WASHINGTON, D.C. – U.S. Sen. Sherrod Brown (D-OH) joined a bipartisan group of Senate colleagues to introduce the Students, Teachers, and Officers Preventing (STOP) School Violence Act of 2018, legislation that funds school security improvements and invests in early intervention and prevention programs to stop school violence before it happens.
The legislation authorizes the Department of Justice to make grants for the purposes of funding evidence-based programs and practices to train students, school personnel, and law enforcement to identify signs of violence and intervene to prevent people from hurting themselves or others. In addition to prevention efforts, the legislation funds technology and equipment to improve school security and prevent school violence.

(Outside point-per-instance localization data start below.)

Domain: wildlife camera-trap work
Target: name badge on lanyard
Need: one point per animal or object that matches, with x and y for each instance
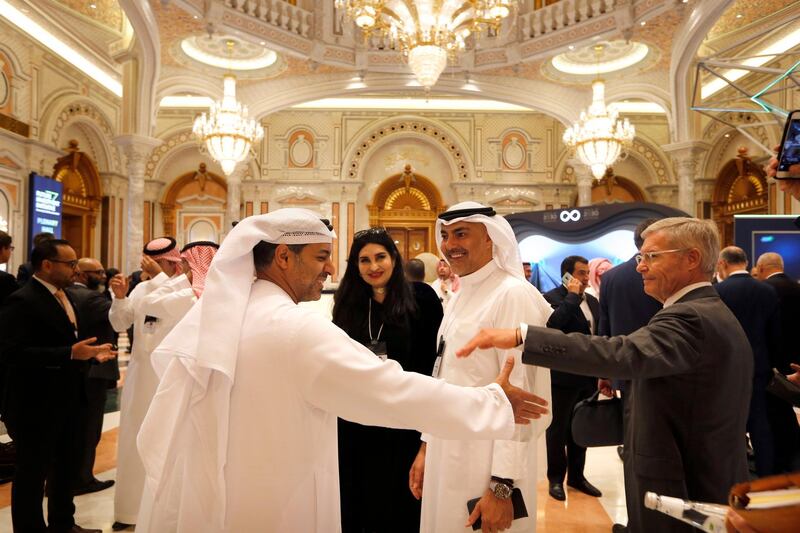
(378, 348)
(437, 365)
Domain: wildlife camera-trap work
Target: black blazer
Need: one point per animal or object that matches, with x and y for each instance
(788, 291)
(7, 285)
(568, 317)
(755, 305)
(43, 383)
(692, 371)
(92, 309)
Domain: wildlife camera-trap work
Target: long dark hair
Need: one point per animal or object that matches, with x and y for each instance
(350, 301)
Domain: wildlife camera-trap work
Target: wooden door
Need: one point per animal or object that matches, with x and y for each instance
(410, 241)
(72, 230)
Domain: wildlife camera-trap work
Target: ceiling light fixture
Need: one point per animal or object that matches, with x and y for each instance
(226, 132)
(427, 32)
(598, 136)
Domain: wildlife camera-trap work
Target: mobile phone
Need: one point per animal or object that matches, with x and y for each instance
(789, 154)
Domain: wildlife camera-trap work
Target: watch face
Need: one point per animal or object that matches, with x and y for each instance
(502, 491)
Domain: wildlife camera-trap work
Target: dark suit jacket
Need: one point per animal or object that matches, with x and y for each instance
(7, 285)
(43, 383)
(789, 303)
(691, 369)
(93, 309)
(755, 305)
(569, 318)
(624, 306)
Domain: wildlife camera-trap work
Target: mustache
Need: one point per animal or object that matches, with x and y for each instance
(456, 251)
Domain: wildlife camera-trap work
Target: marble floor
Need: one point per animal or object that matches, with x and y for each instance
(579, 514)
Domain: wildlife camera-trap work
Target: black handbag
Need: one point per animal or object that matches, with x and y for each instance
(597, 422)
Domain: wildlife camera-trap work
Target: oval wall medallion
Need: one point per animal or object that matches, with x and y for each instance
(514, 154)
(301, 152)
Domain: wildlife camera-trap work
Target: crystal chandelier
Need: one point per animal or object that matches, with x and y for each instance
(599, 136)
(426, 31)
(226, 131)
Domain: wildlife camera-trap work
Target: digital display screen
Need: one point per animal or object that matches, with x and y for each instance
(784, 243)
(46, 196)
(546, 254)
(790, 151)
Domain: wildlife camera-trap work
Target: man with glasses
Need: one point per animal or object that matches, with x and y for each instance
(8, 283)
(93, 307)
(45, 364)
(691, 372)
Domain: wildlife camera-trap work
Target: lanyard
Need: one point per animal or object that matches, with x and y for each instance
(369, 326)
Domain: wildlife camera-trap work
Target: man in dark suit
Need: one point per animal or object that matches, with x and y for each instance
(44, 388)
(691, 371)
(574, 312)
(784, 424)
(755, 306)
(93, 307)
(25, 270)
(624, 308)
(7, 282)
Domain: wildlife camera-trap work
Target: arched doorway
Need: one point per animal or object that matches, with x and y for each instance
(194, 206)
(613, 189)
(741, 188)
(82, 198)
(407, 204)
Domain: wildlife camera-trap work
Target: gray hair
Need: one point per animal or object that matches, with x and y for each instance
(770, 259)
(733, 255)
(684, 232)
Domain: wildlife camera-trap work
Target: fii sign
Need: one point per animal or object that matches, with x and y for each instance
(45, 198)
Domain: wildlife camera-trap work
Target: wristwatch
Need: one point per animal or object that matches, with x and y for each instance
(501, 489)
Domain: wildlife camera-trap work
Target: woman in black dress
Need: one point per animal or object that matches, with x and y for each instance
(375, 306)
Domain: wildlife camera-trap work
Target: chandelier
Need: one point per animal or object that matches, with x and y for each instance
(427, 32)
(599, 136)
(225, 131)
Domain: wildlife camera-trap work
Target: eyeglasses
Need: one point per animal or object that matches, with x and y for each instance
(648, 257)
(72, 264)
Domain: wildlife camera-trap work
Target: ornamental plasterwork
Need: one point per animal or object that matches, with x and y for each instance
(89, 111)
(410, 126)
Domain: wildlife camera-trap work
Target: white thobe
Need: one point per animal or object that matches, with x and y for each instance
(457, 471)
(443, 290)
(295, 373)
(140, 381)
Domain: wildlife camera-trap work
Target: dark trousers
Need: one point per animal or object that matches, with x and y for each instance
(91, 424)
(44, 452)
(564, 457)
(760, 431)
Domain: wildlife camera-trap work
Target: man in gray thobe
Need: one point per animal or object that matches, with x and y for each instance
(691, 368)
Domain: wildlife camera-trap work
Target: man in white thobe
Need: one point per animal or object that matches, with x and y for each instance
(161, 261)
(241, 435)
(482, 250)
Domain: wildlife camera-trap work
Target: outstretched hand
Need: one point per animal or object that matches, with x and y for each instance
(527, 406)
(490, 338)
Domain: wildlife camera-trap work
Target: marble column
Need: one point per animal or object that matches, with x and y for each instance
(137, 149)
(233, 203)
(687, 157)
(583, 180)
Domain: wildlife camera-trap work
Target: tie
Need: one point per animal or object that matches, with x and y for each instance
(62, 299)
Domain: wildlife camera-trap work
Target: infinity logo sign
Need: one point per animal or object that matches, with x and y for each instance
(574, 215)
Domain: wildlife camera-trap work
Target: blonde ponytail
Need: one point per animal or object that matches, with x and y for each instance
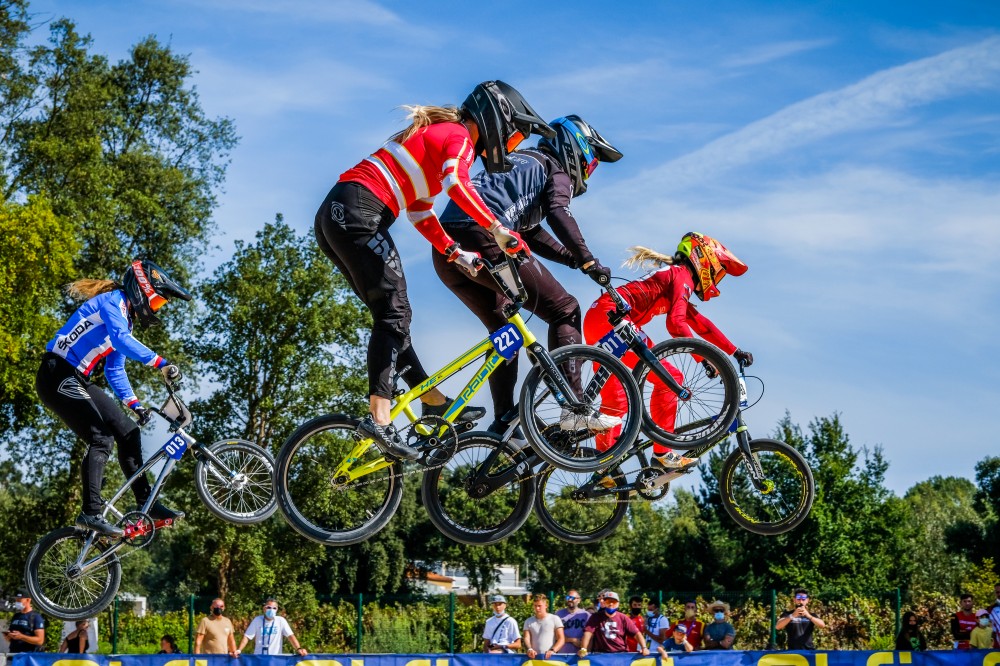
(422, 116)
(643, 257)
(87, 288)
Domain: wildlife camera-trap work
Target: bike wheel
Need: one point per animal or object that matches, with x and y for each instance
(242, 490)
(450, 499)
(705, 417)
(573, 450)
(61, 588)
(783, 504)
(311, 499)
(578, 520)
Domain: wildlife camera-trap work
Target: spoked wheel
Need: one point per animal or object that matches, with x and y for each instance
(325, 508)
(461, 510)
(705, 417)
(240, 491)
(70, 578)
(579, 519)
(787, 494)
(568, 440)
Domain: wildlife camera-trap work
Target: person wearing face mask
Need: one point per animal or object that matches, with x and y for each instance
(655, 625)
(694, 628)
(574, 618)
(27, 628)
(910, 637)
(607, 629)
(981, 638)
(267, 631)
(501, 634)
(215, 634)
(719, 634)
(635, 613)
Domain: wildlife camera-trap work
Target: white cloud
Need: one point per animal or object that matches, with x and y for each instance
(863, 105)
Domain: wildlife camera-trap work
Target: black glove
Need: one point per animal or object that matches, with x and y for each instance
(598, 273)
(142, 414)
(745, 359)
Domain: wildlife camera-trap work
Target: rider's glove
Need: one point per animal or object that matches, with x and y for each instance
(470, 262)
(142, 414)
(599, 274)
(745, 358)
(509, 241)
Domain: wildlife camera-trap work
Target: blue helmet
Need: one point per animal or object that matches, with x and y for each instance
(579, 148)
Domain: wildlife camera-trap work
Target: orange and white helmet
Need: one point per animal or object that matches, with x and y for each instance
(711, 262)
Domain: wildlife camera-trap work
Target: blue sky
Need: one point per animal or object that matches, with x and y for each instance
(849, 152)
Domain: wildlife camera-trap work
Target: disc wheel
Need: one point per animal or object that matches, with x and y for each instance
(579, 520)
(787, 497)
(241, 490)
(70, 578)
(328, 510)
(450, 497)
(705, 417)
(573, 448)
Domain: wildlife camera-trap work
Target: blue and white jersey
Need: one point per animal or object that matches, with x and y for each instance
(101, 327)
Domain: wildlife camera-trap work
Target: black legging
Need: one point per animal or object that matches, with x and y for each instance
(546, 298)
(98, 420)
(352, 229)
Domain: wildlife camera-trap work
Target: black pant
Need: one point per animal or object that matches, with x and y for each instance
(546, 298)
(352, 229)
(98, 420)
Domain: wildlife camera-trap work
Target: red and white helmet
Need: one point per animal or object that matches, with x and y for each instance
(711, 262)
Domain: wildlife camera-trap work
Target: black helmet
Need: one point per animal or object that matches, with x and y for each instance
(579, 148)
(147, 288)
(504, 119)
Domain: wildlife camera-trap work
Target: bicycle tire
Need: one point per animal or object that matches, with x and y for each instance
(540, 412)
(578, 521)
(243, 493)
(313, 504)
(471, 521)
(740, 498)
(54, 592)
(704, 418)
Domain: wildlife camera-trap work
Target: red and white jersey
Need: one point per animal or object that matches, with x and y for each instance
(410, 174)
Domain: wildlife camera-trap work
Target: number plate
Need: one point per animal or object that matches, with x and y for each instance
(614, 344)
(507, 340)
(175, 447)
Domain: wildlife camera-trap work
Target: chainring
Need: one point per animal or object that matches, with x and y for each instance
(434, 437)
(139, 529)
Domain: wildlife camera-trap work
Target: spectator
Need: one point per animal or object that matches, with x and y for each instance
(168, 645)
(77, 641)
(799, 623)
(635, 614)
(543, 632)
(608, 628)
(215, 634)
(719, 634)
(995, 616)
(677, 642)
(910, 637)
(500, 635)
(963, 622)
(26, 632)
(694, 628)
(267, 631)
(656, 625)
(981, 638)
(574, 618)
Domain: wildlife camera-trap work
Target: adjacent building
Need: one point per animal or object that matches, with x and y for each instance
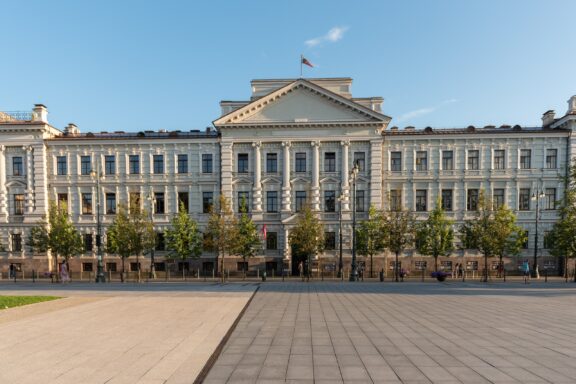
(292, 143)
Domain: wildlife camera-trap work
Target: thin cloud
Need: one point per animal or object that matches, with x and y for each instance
(423, 111)
(335, 34)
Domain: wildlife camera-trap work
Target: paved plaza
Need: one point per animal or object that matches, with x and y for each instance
(403, 333)
(116, 334)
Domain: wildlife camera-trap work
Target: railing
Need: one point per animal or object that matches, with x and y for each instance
(15, 116)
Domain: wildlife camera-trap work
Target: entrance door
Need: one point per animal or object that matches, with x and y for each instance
(298, 257)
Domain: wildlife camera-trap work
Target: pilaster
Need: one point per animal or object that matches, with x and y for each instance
(286, 188)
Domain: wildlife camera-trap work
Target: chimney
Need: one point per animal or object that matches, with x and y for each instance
(71, 130)
(40, 113)
(548, 118)
(571, 106)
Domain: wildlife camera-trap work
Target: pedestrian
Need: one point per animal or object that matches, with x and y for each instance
(64, 272)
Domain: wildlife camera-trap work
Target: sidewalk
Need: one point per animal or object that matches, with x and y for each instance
(403, 333)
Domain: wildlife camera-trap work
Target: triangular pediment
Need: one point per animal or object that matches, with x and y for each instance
(301, 102)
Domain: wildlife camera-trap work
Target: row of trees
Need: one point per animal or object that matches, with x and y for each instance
(132, 233)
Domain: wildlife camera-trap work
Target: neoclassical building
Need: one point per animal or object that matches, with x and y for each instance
(292, 143)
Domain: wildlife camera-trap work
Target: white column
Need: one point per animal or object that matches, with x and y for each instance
(344, 176)
(29, 179)
(315, 175)
(286, 189)
(3, 197)
(257, 188)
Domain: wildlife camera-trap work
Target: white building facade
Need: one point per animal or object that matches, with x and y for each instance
(293, 143)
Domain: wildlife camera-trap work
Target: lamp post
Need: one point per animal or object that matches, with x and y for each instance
(100, 278)
(340, 262)
(536, 196)
(353, 175)
(152, 274)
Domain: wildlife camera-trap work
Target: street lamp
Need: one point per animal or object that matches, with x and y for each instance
(340, 263)
(536, 196)
(100, 278)
(151, 199)
(353, 175)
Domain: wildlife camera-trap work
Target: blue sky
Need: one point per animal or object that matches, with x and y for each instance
(137, 65)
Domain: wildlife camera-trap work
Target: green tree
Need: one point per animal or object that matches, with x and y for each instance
(400, 227)
(56, 234)
(307, 236)
(371, 236)
(131, 233)
(221, 234)
(183, 238)
(562, 237)
(248, 240)
(493, 232)
(435, 236)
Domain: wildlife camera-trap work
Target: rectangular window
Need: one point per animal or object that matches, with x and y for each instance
(134, 164)
(182, 163)
(61, 165)
(360, 160)
(474, 159)
(88, 245)
(498, 198)
(525, 158)
(447, 200)
(447, 160)
(271, 201)
(524, 199)
(159, 203)
(395, 199)
(183, 201)
(243, 201)
(110, 164)
(110, 203)
(396, 161)
(87, 267)
(242, 163)
(300, 200)
(17, 166)
(158, 161)
(86, 203)
(19, 204)
(271, 240)
(207, 201)
(135, 202)
(421, 161)
(360, 201)
(551, 158)
(499, 157)
(62, 200)
(16, 242)
(421, 200)
(206, 163)
(271, 162)
(550, 198)
(472, 200)
(526, 237)
(329, 201)
(330, 162)
(85, 165)
(160, 243)
(329, 240)
(300, 165)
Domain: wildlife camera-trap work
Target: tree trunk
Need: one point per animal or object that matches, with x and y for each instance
(396, 271)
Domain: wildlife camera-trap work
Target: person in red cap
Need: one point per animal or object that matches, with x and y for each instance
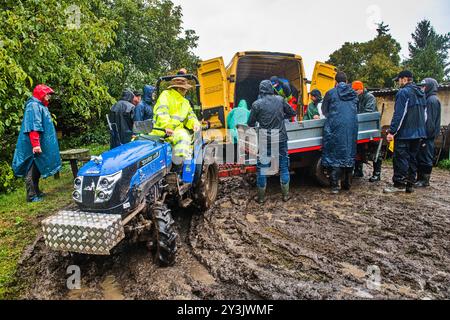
(367, 103)
(37, 150)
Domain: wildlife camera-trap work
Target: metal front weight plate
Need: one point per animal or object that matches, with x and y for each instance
(83, 232)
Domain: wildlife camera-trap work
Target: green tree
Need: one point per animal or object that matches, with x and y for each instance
(374, 62)
(428, 53)
(150, 41)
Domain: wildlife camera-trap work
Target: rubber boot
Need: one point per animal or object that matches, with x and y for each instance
(334, 180)
(409, 187)
(358, 173)
(261, 196)
(424, 181)
(376, 177)
(397, 188)
(347, 183)
(285, 192)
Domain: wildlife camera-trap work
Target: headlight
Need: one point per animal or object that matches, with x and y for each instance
(105, 187)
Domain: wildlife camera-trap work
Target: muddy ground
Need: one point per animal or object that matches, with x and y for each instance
(361, 244)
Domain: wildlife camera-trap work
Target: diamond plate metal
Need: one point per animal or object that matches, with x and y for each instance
(83, 232)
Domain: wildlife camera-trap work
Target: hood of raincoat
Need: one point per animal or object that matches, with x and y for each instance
(127, 95)
(265, 88)
(148, 94)
(345, 92)
(243, 104)
(41, 91)
(431, 86)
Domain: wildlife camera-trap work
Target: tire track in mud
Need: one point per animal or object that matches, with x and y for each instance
(315, 247)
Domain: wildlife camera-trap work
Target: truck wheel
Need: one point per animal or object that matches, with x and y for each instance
(164, 235)
(208, 186)
(320, 174)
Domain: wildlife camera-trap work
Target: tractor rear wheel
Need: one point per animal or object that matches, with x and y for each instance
(164, 236)
(208, 186)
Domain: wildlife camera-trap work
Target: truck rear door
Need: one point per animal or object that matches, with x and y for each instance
(323, 77)
(213, 92)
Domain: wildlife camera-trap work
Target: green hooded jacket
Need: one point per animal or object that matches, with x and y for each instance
(237, 116)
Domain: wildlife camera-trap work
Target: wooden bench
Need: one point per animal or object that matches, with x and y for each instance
(75, 155)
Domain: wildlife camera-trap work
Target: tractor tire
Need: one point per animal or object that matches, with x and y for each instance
(206, 190)
(320, 174)
(164, 235)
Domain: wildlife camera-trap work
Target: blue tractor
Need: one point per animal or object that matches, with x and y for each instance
(124, 192)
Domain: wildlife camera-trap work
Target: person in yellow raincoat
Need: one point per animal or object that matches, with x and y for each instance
(173, 113)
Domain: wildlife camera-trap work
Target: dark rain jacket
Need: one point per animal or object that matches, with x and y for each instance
(433, 109)
(408, 122)
(144, 110)
(340, 132)
(270, 111)
(121, 117)
(367, 102)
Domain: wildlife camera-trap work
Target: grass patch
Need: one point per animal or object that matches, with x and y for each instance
(19, 222)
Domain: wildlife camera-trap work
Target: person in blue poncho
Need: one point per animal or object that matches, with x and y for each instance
(37, 150)
(144, 110)
(340, 132)
(237, 116)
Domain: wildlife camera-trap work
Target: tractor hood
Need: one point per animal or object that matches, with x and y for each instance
(120, 158)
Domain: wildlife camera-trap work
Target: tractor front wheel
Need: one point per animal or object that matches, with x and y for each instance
(164, 236)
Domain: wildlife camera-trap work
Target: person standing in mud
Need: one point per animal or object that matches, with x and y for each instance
(425, 157)
(340, 132)
(270, 112)
(406, 130)
(366, 103)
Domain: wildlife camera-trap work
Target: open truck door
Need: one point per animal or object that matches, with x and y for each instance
(323, 78)
(214, 96)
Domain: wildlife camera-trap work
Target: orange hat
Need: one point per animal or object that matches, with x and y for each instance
(357, 85)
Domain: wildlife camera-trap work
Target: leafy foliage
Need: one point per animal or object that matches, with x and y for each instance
(428, 53)
(374, 62)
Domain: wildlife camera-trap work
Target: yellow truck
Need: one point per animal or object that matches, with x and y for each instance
(221, 88)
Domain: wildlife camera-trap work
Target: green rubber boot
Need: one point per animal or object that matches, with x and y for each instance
(285, 192)
(261, 197)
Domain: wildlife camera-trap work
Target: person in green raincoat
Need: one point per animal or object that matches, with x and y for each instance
(237, 116)
(37, 150)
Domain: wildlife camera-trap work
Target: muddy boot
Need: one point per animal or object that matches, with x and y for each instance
(424, 181)
(347, 183)
(397, 188)
(334, 180)
(261, 195)
(285, 192)
(409, 187)
(358, 173)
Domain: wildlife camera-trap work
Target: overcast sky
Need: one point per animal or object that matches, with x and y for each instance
(313, 29)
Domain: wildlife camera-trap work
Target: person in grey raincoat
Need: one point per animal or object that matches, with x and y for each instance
(340, 132)
(366, 103)
(425, 157)
(121, 118)
(270, 112)
(37, 149)
(144, 110)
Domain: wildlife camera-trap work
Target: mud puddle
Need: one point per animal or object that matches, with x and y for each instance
(361, 244)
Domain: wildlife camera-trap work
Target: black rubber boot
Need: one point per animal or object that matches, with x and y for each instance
(397, 188)
(376, 172)
(347, 183)
(334, 180)
(359, 173)
(424, 181)
(285, 192)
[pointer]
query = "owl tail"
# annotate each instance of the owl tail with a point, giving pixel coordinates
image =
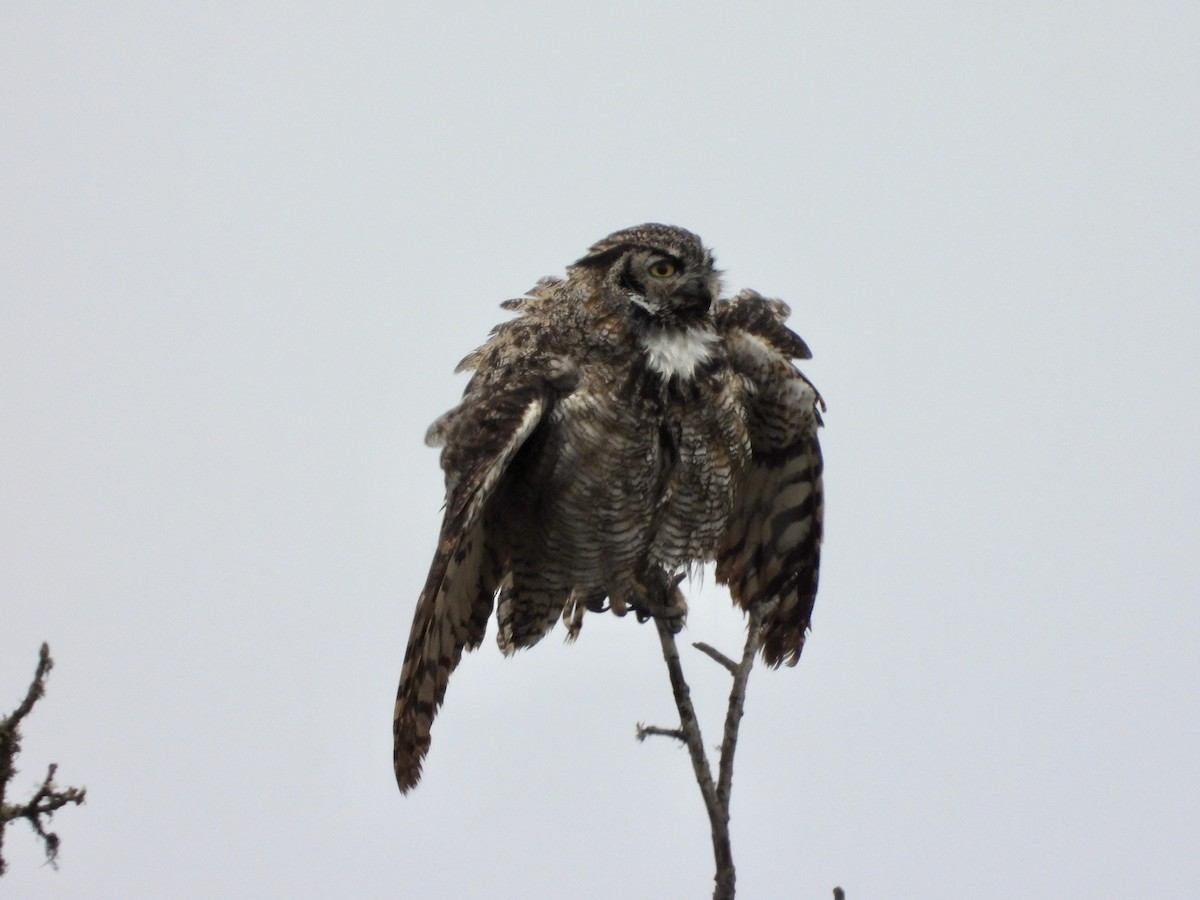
(451, 616)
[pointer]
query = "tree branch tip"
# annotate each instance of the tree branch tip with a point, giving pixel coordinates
(717, 657)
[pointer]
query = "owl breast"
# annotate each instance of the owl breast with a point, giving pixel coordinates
(624, 479)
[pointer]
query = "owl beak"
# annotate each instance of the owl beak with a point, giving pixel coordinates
(694, 298)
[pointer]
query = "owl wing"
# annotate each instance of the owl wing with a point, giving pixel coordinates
(480, 437)
(772, 546)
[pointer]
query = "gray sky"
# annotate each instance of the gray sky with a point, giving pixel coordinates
(243, 246)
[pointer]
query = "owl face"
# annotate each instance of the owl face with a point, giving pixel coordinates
(664, 273)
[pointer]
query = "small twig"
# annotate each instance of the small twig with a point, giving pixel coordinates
(645, 731)
(737, 702)
(712, 652)
(48, 798)
(689, 729)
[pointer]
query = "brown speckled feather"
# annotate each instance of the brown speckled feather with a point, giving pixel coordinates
(772, 546)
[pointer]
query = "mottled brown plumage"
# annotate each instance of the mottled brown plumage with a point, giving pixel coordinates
(623, 427)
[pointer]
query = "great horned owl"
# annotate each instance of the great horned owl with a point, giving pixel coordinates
(623, 427)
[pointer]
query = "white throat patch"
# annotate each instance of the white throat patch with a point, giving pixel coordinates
(672, 352)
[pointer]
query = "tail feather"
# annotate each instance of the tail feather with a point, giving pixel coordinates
(451, 616)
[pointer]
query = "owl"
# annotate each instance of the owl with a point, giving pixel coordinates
(625, 426)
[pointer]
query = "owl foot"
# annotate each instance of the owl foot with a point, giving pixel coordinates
(663, 600)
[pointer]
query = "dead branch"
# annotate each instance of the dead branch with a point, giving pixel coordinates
(40, 809)
(715, 795)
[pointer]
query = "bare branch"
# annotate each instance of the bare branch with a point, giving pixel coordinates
(737, 702)
(40, 809)
(645, 731)
(712, 652)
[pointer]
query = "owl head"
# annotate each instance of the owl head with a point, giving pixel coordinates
(665, 273)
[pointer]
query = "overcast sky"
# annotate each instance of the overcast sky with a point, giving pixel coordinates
(243, 246)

Brown said this legislation is just one part of the solution and should be paired with commonsense reforms to also protect people from gun violence.
“We must make sure schools have the resources they need to train law enforcement, students and faculty to detect signs of violence, and make sure the appropriate steps can be taken to stop it before it occurs,” Brown said. “This is one step we can take right now to boost safety in communities everywhere, but it is just part of a comprehensive, bipartisan conversation about steps we can take to prevent these tragedies, which must also include gun safety measures.”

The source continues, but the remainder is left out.